Nel paese dove abbiamo cacciato noi, se la popolazione di plantigradi non viene tenuta sotto controllo, te li ritrovi nel giardino di casa. A me non farebbero molta paura, ma ad un bambino di 7 - 8 anni forse un po' di più.....

da Marco Benecchi x Dario E Marco  23/01/2014 11.29

Re: AVVENTURA IN BRITISH COLUMBIA

Caro Carusi,
Una battuta di caccia come la nostra costa QUANTO UNA SETTIMANA BIANCA in Trentino. Nel Cadore forse cosrta qualcosina in più. Il problema è il viaggio. Chiedi informazioni a TRACCE DI VIAGGI di Narciso Biondi, il nostro Organizzatore!!! Considera che tu paghi SOLO l'organizzazione della caccia COMPLETA Le licenze per gli animali le acquisti "ALL'UFFICIO POSTALE" del paese dove cacci, circa 300 dollari canadesi cadauno.

da Marco Benecchi x Carusi  23/01/2014 11.21

Re: AVVENTURA IN BRITISH COLUMBIA

Marco posso chiederti una cosa? Sai rispondermi alla seguente domanda: a cosa serve la caccia per fini alimentari e, al contrario, a cosa serve il trophy hunting? E con 'servire' intendo: qual è la sua funzione?
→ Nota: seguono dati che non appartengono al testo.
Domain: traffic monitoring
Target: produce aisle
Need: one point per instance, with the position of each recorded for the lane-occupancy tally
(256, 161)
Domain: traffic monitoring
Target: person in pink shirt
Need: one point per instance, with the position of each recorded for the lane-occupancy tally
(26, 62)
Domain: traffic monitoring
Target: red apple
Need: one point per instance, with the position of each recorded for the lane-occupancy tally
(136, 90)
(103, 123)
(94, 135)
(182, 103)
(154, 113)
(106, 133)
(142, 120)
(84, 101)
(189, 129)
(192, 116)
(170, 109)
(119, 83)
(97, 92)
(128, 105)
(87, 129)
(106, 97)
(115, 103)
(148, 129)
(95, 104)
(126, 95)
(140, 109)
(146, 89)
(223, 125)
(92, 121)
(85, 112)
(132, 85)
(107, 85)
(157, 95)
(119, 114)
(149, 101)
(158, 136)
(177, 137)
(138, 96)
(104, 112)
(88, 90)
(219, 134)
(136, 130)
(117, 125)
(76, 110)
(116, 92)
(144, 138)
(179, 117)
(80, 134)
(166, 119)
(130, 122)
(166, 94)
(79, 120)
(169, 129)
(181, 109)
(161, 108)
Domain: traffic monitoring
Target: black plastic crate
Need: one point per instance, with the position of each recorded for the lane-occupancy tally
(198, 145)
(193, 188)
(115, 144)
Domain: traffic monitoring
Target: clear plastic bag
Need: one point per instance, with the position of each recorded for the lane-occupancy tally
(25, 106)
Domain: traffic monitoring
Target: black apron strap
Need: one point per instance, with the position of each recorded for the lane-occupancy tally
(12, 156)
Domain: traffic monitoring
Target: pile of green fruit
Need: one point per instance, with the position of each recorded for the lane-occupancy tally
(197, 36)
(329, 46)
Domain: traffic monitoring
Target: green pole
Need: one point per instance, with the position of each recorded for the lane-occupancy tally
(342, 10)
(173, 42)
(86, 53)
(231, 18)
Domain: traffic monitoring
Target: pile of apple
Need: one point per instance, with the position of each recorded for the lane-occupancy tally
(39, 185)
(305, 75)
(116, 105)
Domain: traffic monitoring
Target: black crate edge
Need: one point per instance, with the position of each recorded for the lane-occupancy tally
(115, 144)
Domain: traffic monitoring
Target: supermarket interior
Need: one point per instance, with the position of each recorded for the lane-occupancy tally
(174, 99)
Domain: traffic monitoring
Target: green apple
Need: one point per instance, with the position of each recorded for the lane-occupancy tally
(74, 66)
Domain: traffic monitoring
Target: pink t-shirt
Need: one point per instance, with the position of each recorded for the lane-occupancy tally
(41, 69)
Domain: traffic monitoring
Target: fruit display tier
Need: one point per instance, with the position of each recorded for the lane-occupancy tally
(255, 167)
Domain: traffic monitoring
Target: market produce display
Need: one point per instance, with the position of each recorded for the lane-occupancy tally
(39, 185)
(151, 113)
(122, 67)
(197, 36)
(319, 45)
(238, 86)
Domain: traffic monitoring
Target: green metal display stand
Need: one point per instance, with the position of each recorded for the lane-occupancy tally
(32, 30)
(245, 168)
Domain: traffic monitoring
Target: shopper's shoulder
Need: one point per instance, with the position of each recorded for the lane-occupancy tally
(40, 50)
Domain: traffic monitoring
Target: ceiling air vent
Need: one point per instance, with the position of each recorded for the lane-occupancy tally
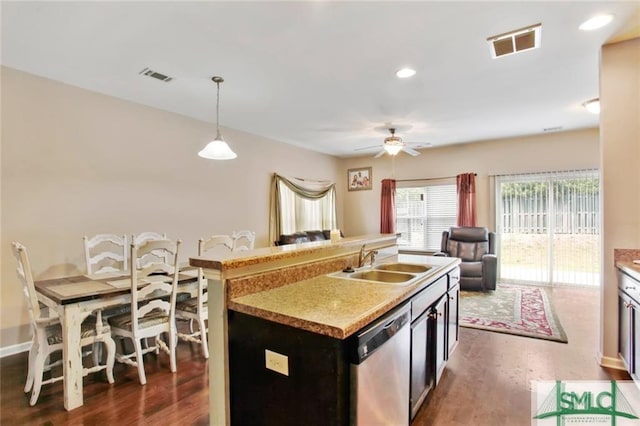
(156, 75)
(515, 41)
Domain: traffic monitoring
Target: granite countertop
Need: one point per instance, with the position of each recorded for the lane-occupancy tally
(334, 306)
(630, 268)
(289, 252)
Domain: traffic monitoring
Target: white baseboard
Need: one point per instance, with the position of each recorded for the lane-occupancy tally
(609, 362)
(14, 349)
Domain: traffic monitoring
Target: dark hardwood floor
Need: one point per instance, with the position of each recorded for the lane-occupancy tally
(486, 381)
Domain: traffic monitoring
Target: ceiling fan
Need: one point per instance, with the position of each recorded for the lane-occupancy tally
(393, 144)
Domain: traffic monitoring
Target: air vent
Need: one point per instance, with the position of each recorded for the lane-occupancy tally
(156, 75)
(515, 41)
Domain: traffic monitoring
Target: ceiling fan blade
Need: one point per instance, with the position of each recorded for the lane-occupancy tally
(410, 151)
(366, 147)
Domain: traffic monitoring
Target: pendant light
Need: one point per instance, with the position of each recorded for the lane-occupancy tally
(217, 149)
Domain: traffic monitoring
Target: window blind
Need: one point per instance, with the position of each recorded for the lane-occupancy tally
(423, 213)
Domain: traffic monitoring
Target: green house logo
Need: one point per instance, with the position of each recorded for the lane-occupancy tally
(599, 402)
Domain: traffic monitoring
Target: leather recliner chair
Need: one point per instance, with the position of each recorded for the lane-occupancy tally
(476, 247)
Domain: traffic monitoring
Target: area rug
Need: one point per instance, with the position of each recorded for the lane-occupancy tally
(521, 310)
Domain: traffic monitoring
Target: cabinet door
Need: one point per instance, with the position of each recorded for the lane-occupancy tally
(453, 319)
(635, 342)
(422, 374)
(625, 331)
(440, 319)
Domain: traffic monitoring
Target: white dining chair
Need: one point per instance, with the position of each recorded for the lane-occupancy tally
(48, 334)
(105, 253)
(153, 302)
(243, 240)
(150, 257)
(216, 244)
(195, 309)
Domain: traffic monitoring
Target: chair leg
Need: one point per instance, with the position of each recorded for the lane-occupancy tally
(203, 338)
(97, 353)
(38, 370)
(111, 357)
(173, 340)
(140, 361)
(32, 359)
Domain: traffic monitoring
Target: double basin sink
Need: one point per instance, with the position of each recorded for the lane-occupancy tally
(388, 273)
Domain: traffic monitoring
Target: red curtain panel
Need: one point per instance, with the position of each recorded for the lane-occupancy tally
(466, 188)
(388, 207)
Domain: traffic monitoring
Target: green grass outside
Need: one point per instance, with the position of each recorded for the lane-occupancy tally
(575, 253)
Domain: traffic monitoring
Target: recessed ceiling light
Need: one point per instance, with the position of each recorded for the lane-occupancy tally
(593, 106)
(596, 22)
(405, 73)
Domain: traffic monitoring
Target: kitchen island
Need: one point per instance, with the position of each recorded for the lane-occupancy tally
(280, 326)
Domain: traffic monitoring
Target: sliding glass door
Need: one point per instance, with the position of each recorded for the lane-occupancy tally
(549, 228)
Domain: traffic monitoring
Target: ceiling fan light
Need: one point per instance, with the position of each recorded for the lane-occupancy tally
(405, 73)
(393, 149)
(217, 150)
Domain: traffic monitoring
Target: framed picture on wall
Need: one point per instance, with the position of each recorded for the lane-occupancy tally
(359, 179)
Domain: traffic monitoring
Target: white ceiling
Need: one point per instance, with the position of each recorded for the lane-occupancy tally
(321, 75)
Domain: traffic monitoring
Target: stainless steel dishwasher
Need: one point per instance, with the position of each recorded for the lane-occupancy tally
(380, 368)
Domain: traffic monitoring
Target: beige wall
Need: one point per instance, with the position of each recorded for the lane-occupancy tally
(76, 162)
(572, 150)
(620, 165)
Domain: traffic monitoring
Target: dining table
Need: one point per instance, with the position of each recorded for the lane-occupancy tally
(76, 297)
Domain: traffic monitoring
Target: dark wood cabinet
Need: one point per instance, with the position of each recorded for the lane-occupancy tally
(453, 321)
(434, 335)
(629, 324)
(422, 368)
(315, 390)
(627, 313)
(317, 387)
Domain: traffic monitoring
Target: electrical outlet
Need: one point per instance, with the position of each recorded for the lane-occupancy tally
(276, 362)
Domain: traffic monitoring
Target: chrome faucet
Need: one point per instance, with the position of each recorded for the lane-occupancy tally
(362, 258)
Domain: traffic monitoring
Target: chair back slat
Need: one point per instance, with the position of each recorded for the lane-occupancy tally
(243, 240)
(105, 247)
(150, 256)
(154, 282)
(25, 276)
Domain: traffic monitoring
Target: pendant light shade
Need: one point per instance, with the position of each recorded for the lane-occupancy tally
(217, 149)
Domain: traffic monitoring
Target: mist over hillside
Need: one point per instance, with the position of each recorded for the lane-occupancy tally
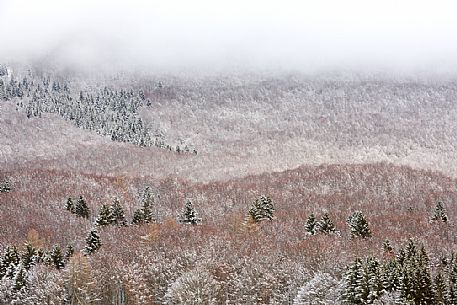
(171, 152)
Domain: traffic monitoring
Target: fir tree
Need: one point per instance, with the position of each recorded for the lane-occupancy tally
(69, 251)
(359, 225)
(104, 217)
(189, 215)
(262, 208)
(19, 277)
(93, 242)
(440, 290)
(310, 225)
(325, 225)
(29, 256)
(440, 213)
(387, 247)
(69, 205)
(56, 257)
da Dario Piselli  23/01/2014 10.29

Re: AVVENTURA IN BRITISH COLUMBIA

E io che pensavo che la caccia fosse giusta solo se a fini alimentari...

da Dario Piselli  23/01/2014 10.25

Re: AVVENTURA IN BRITISH COLUMBIA

Dario ma va dai. QUESTA E' CACCIA VERA LA PIU VERA DI TUTTE. BRAVO MARCO.

da Marco  23/01/2014 10.20

Re: AVVENTURA IN BRITISH COLUMBIA

Lo dico senza polemica, ma finché i cacciatori continueranno ad associarsi a pratiche come il trophy hunting io poi non mi lamenterei se c'è dell'astio nei confronti della categoria.

da Dario Piselli  23/01/2014 9.44

Re: AVVENTURA IN BRITISH COLUMBIA

Se non sono indiscreto,quanto costa l' abbattimento di un capo del genere?
Mi piacerebbe provarci con il mio 9,3x64.
Grazie

da Carussi  23/01/2014 8.51

Re: AVVENTURA IN BRITISH COLUMBIA

Complimenti Marco, davvero una meravigliosa esperienza!

da Filippo M.  22/01/2014 23.12

Re: AVVENTURA IN BRITISH COLUMBIA

Complimenti!! Bellissima avventura venatoria!! E poi c'è ancora chi si chiede perchè si va all'estero a caccia.